Do palco para as grandes maisons
A relação de Madonna com a moda também ultrapassou os figurinos de shows. A cantora tornou-se presença frequente em desfiles e campanhas e construiu uma relação particularmente forte com grandes casas italianas.
Em fevereiro de 2026, por exemplo, Madonna esteve na primeira fila do desfile de outono-inverno da Dolce & Gabbana em Milão usando uma produção totalmente preta, com jaqueta de abotoamento simples sobre vestido de cetim com renda, corset, scarpins, bolsa e óculos grandes. Para uma apresentação posterior, a cantora trocou o preto por um visual branco composto por culotes de tela, sutiã, corset estruturado, scarpins e um longo véu de tule.
A presença da cantora também ganhou dimensão musical. Durante o evento, Madonna apresentou uma nova versão de “La Bambola”, de Patty Pravo, em italiano, reforçando a conexão entre sua imagem e a cultura italiana. A apresentação fez parte de uma colaboração com a Dolce & Gabbana que também envolve a celebração dos 20 anos da fragrância The One.
Quatro décadas de reinvenção
O que torna Madonna tão importante para a história da moda é justamente sua disposição para transformar o próprio corpo e a própria imagem em território de experimentação. Seus figurinos não acompanham apenas as mudanças da indústria: muitas vezes, antecipam comportamentos.
Do visual punk e provocador do início da carreira aos corsets de Jean Paul Gaultier, passando pela estética de Erotica, pelo glamour de Ray of Light, pelo maximalismo de Confessions on a Dance Floor e pelas diferentes fases de suas turnês, a cantora fez do palco um espaço onde moda, música e performance se encontram.
O corset, por exemplo, tornou-se uma das imagens mais associadas à cantora. Em suas mãos, a peça deixou de representar apenas uma construção tradicional da silhueta feminina e passou a funcionar como símbolo de poder, sexualidade e autonomia. Essa relação com a roupa ajudou a consolidar uma ideia que permanece atual: o figurino pode ser tão importante quanto a música para construir uma persona artística.

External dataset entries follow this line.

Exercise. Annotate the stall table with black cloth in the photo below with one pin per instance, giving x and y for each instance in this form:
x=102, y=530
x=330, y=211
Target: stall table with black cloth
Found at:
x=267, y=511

O barroco como continuação da narrativa
Por isso, o vestido escolhido para os 68 anos parece menos uma simples produção de aniversário e mais uma continuação de uma narrativa que Madonna constrói há décadas. O barroco, com sua exuberância, seus ornamentos e seu excesso calculado, combina com uma artista que nunca teve medo de ocupar espaço.
Ao mesmo tempo, a escolha reforça sua atual aproximação com a estética italiana. Em vez de buscar uma imagem discreta para celebrar mais um ano de vida, Madonna aposta novamente no drama, nas flores, no dourado e na riqueza dos detalhes.
Aos 68, sua relação com a moda permanece fiel ao princípio que ajudou a definir sua carreira: vestir-se também é performar. E, quando se trata de Madonna, a roupa nunca entra em cena sozinha ela chega acompanhada de uma história, uma provocação e, quase sempre, de um novo personagem.